And what of, say, state employees' spouses, possibly also covered by this plan, who might, for instance, have some sort of degenerative disease with medicine that causes weight gain and side effects that prevent motion?
I'm all for encouraging good choices. But I'm NOT for governmental regulation of what is and is not "healthy" in terms of weight. I know some fat triathalon runners... that 300-pound Olympic weight lifter... some pretty fit chubby people. I know some lazy-ass, junk-food-eating, heart-attack-in-the-making thin people. And vice versa. If they're going to charge more for health risks, then they should be basing that on people's cholesterol numbers, their blood pressure, their general health. Because not being within the average BMI is not a guarantee that you're dying young. And being inside it is not a guarantee that you won't die young.
And what if they're losing weight at a slow, healthy, behavioral-changing and eating-disorder-free rate, but it's too slow for Alabama? Do we then encourage band-aid solutions like medical liquid diets (for which dieters have a large chance of rubber-banding back to their old weight as soon as they stop?) Or gastric surgery, for which mortality rates are high and chance of re-gain after stomachs re-stretch are even higher?
And what is the right rate for the right body, to stop losing weight?
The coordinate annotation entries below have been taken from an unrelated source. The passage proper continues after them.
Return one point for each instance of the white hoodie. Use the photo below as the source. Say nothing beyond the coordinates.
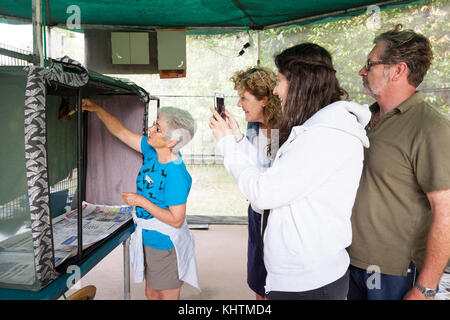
(310, 189)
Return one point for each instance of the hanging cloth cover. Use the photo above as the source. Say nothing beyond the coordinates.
(36, 158)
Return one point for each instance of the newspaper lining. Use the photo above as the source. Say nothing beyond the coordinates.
(99, 221)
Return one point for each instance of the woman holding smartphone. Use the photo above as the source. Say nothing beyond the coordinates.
(262, 112)
(311, 186)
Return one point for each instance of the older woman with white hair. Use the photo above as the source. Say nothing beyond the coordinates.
(163, 248)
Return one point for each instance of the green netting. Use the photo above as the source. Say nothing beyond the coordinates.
(199, 16)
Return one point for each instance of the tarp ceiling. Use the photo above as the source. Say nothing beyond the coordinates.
(197, 16)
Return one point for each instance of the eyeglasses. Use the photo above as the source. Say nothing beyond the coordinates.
(158, 129)
(369, 64)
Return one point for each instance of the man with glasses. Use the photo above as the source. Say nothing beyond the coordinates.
(401, 216)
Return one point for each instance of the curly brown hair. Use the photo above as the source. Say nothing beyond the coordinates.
(260, 82)
(312, 84)
(406, 46)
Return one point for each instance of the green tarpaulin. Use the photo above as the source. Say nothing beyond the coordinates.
(198, 16)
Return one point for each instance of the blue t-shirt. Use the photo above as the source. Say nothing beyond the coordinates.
(164, 184)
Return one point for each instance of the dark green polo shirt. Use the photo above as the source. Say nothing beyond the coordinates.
(409, 156)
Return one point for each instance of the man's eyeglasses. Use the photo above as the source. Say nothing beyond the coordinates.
(369, 64)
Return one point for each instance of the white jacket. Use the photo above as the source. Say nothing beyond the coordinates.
(183, 241)
(310, 189)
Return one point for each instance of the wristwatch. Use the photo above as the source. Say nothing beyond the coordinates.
(427, 292)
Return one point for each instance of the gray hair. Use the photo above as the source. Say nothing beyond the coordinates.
(180, 126)
(406, 46)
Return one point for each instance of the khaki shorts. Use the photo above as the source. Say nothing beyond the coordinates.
(161, 269)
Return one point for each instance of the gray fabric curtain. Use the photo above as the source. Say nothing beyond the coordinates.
(112, 166)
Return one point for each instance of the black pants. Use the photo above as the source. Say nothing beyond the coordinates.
(334, 291)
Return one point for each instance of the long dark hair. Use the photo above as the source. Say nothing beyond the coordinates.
(312, 84)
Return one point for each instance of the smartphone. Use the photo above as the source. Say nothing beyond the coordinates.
(219, 104)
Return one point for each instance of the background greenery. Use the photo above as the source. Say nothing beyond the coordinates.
(212, 59)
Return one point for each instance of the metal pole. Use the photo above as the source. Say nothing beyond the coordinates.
(259, 48)
(80, 178)
(37, 30)
(126, 269)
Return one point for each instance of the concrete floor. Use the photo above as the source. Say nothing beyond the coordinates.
(222, 268)
(221, 253)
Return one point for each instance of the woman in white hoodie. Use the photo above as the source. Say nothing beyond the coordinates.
(311, 186)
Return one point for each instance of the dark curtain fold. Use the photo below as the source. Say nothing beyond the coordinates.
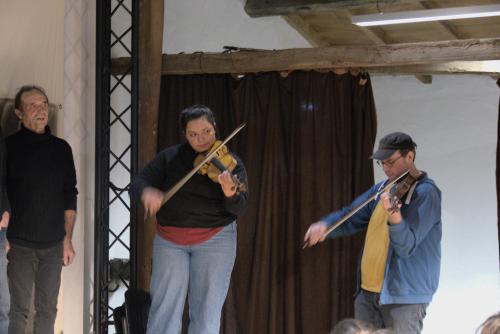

If, say, I got to 180 pounds and say "hey, I feel as great as I've ever felt, I am happy with the way I look, I am active and eating healthy and don't wish to lose any more." If I can run faster than the 120-pound anorexic, do I need to pay more for my health insurance?
And obesity - though, indeed, a problem more common today than before, and often the result of behavioral training as much as genes - is only one of a zillion genetically-imposed health problems. What about the children of breast cancer who become breast cancer patients? Do we charge them more up front, knowing that their boob may cost more in the long run?
Then what defines my insurance carrier as an insurance carrier, and not a savings plan for the human body's guaranteed eventual decline?